RASCAFRÍA – HISTORIA de RASCAFRÍA

HISTORIA de RASCAFRÍA

Este pueblo del valle de Lozoya conserva una arquitectura popular propia de la sierra de Guadarrama, y dentro de su término municipal se halla el Parque Natural de Peñalara y el Arboreto Giner de los Ríos.

Entre algunos de sus monumentos destaca el Monasterio de El Paular, uno de los más importantes de la zona norte de la Comunidad de Madrid.

 El origen del pueblo se remonta a la Edad Media y se encuentra ligado a la repoblación de la Sierra llevada a cabo por pobladores segovianos.

En el siglo XIV se fundó la Cartuja de El Paular, al pie del macizo de Peñalara, entre bosques de pinos y robles. Antiguos palacios y pabellones de caza de Juan I, así como las tierras que los rodeaban y distintas Rentas fueron donados a la Orden Cartuja.

Se tienen muy pocos datos del municipio en los siglos XVI y XVII. Los únicos edificios singulares conservados de esta época son la Iglesia Parroquial de San Andrés y La Casona, complejo residencial con huerta y jardín.

En el siglo XVIII (1751) Rascafría estaba habitada por 206 vecinos. Su economía estaba centrada en la ganadería, y también en algunos cultivos de regadío, frutales y algo de trigo, centeno y lino. La villa poseía dos molinos harineros, una taberna, una carnicería, un mesón y un hospital para transeúntes.

Tras la reestructuración provincial realizada en 1833, Rascafría pasó a formar parte de la provincia de Madrid.

INGLÉS

This village, located in Lozoya valley, maintains a traditional architecture typical from Guadarrama Mountains.
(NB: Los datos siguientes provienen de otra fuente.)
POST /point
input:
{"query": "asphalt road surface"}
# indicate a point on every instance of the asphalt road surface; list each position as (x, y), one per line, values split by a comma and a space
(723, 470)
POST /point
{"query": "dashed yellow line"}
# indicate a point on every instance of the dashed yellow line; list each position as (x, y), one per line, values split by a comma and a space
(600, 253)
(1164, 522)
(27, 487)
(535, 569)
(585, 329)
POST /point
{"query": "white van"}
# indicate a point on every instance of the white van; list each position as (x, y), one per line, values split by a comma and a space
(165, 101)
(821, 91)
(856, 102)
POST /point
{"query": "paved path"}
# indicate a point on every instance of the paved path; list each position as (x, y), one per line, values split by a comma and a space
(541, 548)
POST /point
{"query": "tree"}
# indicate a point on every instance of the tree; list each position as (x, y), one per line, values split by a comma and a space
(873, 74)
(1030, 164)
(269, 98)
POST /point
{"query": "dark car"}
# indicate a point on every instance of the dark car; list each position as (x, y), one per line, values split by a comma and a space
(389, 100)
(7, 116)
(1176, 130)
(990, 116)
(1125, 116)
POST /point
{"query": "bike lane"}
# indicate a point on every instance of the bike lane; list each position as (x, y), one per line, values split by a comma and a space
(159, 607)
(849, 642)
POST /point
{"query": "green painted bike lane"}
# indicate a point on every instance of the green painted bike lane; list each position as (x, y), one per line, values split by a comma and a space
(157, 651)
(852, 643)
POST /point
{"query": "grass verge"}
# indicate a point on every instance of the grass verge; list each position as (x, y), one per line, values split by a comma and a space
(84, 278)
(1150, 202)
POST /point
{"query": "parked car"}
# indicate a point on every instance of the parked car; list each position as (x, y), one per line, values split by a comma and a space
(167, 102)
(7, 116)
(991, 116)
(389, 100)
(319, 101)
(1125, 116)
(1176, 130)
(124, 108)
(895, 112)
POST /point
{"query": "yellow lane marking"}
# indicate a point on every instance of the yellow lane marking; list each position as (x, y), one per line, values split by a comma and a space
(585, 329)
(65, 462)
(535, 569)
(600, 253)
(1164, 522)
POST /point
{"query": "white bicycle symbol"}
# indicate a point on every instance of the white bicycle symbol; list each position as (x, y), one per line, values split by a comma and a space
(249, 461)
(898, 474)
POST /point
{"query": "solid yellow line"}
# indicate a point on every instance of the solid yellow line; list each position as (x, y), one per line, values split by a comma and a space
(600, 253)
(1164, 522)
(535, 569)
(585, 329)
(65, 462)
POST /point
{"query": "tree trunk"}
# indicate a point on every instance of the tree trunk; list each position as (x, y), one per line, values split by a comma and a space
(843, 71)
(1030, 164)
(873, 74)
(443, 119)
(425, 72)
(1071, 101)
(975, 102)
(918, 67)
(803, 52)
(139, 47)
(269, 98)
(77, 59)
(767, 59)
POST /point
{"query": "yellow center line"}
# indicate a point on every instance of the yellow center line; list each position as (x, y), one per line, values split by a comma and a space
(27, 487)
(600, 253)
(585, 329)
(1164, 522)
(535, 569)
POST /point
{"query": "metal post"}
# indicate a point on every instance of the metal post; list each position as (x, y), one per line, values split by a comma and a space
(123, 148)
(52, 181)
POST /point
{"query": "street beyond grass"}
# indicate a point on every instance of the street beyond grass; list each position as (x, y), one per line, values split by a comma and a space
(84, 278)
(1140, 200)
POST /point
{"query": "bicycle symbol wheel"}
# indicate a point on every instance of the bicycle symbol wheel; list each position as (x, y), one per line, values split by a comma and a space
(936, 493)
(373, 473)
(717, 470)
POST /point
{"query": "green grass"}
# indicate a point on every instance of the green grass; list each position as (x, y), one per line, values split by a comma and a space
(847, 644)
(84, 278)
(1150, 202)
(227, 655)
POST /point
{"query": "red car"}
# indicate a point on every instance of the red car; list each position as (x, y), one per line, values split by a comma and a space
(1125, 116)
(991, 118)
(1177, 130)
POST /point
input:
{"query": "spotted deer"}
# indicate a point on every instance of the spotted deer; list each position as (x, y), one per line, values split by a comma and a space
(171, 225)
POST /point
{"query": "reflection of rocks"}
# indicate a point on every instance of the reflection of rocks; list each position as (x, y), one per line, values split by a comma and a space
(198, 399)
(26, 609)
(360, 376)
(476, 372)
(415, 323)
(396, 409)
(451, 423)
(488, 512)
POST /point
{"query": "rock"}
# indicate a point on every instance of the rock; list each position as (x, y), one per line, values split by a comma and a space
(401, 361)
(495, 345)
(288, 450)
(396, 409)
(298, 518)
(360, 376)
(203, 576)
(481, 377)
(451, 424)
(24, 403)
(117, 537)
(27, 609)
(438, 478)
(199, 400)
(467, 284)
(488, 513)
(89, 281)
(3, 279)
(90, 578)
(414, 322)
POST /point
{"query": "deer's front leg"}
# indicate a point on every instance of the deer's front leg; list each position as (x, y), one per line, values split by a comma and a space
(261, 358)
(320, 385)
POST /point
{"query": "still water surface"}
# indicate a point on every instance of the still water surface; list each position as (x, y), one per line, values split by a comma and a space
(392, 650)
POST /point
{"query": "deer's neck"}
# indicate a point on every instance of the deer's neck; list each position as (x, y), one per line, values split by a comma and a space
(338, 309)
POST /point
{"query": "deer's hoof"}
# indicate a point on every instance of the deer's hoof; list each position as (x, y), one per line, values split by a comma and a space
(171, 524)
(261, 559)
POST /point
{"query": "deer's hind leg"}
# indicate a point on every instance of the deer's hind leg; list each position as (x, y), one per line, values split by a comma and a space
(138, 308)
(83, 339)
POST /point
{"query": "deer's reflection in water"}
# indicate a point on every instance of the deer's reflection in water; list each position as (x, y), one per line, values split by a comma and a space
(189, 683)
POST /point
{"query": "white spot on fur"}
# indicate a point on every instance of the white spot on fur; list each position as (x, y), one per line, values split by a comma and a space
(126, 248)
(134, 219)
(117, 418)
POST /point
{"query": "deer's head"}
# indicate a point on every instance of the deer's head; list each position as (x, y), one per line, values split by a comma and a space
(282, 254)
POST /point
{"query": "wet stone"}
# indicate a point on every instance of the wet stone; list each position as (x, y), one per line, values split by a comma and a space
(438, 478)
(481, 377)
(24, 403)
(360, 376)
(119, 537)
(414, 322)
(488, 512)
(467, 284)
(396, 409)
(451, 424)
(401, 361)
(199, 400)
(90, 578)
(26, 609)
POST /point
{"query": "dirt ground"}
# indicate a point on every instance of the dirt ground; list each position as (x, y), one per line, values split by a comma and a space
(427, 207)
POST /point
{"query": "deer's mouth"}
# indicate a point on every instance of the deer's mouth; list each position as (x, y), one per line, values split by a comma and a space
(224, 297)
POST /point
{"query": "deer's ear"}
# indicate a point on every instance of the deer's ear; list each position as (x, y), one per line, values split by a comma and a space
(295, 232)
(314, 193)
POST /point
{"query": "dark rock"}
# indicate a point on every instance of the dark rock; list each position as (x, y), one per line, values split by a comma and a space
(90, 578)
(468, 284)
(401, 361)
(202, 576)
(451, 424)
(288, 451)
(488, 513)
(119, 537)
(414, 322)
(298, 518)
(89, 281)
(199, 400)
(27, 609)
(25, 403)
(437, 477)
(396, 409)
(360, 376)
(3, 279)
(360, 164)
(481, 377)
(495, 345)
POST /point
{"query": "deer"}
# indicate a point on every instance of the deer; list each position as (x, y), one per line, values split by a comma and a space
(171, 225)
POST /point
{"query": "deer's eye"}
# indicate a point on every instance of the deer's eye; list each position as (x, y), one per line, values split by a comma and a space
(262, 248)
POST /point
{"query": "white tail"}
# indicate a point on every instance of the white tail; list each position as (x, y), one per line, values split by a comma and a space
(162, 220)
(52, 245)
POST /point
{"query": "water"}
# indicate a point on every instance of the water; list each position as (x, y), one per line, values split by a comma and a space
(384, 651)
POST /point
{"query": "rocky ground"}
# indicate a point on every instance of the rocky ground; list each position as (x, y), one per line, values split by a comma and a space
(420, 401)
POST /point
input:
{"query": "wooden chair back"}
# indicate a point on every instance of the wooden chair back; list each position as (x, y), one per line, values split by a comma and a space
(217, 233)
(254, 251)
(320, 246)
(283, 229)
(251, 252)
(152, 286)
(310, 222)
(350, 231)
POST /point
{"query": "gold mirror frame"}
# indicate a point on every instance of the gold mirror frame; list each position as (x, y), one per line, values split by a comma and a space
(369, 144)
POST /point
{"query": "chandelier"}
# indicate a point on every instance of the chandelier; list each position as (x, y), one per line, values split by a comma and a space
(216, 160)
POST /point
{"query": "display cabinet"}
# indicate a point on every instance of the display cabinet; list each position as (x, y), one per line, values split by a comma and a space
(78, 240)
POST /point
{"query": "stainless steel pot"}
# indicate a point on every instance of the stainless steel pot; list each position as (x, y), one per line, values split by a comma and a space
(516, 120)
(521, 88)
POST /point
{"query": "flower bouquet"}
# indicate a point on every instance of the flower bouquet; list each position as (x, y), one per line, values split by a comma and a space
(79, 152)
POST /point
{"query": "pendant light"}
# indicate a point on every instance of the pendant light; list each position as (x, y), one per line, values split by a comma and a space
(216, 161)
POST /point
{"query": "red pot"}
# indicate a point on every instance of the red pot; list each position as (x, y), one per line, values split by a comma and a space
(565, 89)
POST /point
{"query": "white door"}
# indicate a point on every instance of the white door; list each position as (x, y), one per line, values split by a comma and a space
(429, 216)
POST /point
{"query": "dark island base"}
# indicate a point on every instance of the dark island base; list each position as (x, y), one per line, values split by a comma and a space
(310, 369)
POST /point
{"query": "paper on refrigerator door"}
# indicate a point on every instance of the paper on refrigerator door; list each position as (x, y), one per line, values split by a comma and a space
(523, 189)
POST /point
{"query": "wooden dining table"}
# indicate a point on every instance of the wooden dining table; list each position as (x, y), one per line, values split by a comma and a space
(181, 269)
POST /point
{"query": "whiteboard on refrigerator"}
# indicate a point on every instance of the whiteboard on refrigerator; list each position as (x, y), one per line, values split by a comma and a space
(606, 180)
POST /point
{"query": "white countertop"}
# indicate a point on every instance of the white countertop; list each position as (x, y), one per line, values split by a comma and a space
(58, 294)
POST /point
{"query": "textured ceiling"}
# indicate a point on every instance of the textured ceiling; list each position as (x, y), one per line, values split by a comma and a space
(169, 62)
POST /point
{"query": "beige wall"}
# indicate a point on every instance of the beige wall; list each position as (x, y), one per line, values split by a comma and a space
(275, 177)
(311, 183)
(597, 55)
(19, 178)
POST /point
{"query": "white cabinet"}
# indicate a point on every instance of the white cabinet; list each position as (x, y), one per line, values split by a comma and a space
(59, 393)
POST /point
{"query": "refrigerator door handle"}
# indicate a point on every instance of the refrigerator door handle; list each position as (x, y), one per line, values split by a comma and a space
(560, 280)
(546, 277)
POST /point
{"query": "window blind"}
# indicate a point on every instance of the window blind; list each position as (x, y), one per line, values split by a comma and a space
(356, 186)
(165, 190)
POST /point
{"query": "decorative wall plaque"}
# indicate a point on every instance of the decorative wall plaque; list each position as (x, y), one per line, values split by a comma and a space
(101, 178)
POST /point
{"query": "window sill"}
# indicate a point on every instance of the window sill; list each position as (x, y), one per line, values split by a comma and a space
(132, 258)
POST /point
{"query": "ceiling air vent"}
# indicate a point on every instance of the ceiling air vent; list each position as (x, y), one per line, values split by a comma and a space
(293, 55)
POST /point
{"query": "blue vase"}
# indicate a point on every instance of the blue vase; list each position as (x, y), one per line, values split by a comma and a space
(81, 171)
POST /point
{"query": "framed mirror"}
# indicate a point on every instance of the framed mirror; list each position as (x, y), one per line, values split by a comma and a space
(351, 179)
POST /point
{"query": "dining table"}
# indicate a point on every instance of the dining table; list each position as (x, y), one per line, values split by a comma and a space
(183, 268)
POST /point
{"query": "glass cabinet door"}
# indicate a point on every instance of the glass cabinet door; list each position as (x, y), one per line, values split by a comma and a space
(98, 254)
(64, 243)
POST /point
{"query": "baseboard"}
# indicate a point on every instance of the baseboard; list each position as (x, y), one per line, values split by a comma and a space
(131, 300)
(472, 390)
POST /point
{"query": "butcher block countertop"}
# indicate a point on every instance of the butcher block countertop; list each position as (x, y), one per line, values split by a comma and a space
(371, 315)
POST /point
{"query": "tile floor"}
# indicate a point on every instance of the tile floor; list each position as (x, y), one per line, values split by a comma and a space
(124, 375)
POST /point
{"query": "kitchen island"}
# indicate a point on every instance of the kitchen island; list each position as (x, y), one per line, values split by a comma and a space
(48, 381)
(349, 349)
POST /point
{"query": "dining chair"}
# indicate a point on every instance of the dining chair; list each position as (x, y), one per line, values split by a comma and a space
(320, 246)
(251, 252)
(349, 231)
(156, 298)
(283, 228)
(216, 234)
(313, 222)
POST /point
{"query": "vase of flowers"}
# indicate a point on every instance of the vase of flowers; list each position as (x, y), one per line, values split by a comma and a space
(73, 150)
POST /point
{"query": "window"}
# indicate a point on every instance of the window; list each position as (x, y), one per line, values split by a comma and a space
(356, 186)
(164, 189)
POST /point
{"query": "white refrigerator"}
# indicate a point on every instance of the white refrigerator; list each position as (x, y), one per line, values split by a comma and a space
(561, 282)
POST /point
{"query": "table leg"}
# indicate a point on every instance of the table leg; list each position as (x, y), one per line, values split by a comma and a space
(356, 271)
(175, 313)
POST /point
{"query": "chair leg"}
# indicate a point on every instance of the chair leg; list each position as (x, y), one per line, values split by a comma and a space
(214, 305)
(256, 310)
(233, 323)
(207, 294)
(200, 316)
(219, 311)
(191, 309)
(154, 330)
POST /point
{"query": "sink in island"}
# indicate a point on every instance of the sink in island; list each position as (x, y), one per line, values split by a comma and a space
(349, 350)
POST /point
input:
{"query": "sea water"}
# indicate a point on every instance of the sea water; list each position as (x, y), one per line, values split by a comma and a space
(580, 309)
The Peñalara Natural Reserve and the Giner de los Ríos Arboretum are also part of this municipal district. One of the most spectacular monuments in Rascafría is El Paular Monastery, which is also one of the most important buildings in Madrid.

The origin of the village dates back from the Middle Age and it is linked to the repopulation of the mountain range, carried out by inhabitants of Segovia. The Charterhouse of El Paular was built in the 16th century, at the foot of the Peñalara massif, among pinewoods and oak woods. The old palaces, John I’s hunting lodges and the surrounding territory were donated to the Carthusian Order.

We preserve very few documents about this place from the 16th to the 17th century. The only special buildings from that time that remain standing are the Iglesia Parroquial de San Andrés and La Casona, a residential complex with a garden and a vegetable garden.

In the 18th century, 1751 to be exact, Rascafría was inhabited by 206 neighbours. Its economy was focused on stockbreeding, irrigated crops, fruit trees and some wheat, rye and flax. The village had two waterwheels, a tavern, a butcher’s shop, a restaurant and a hospital for temporary residents. After the provincial restoration, carried out in 1833, Rascafría became part of the province of Madrid.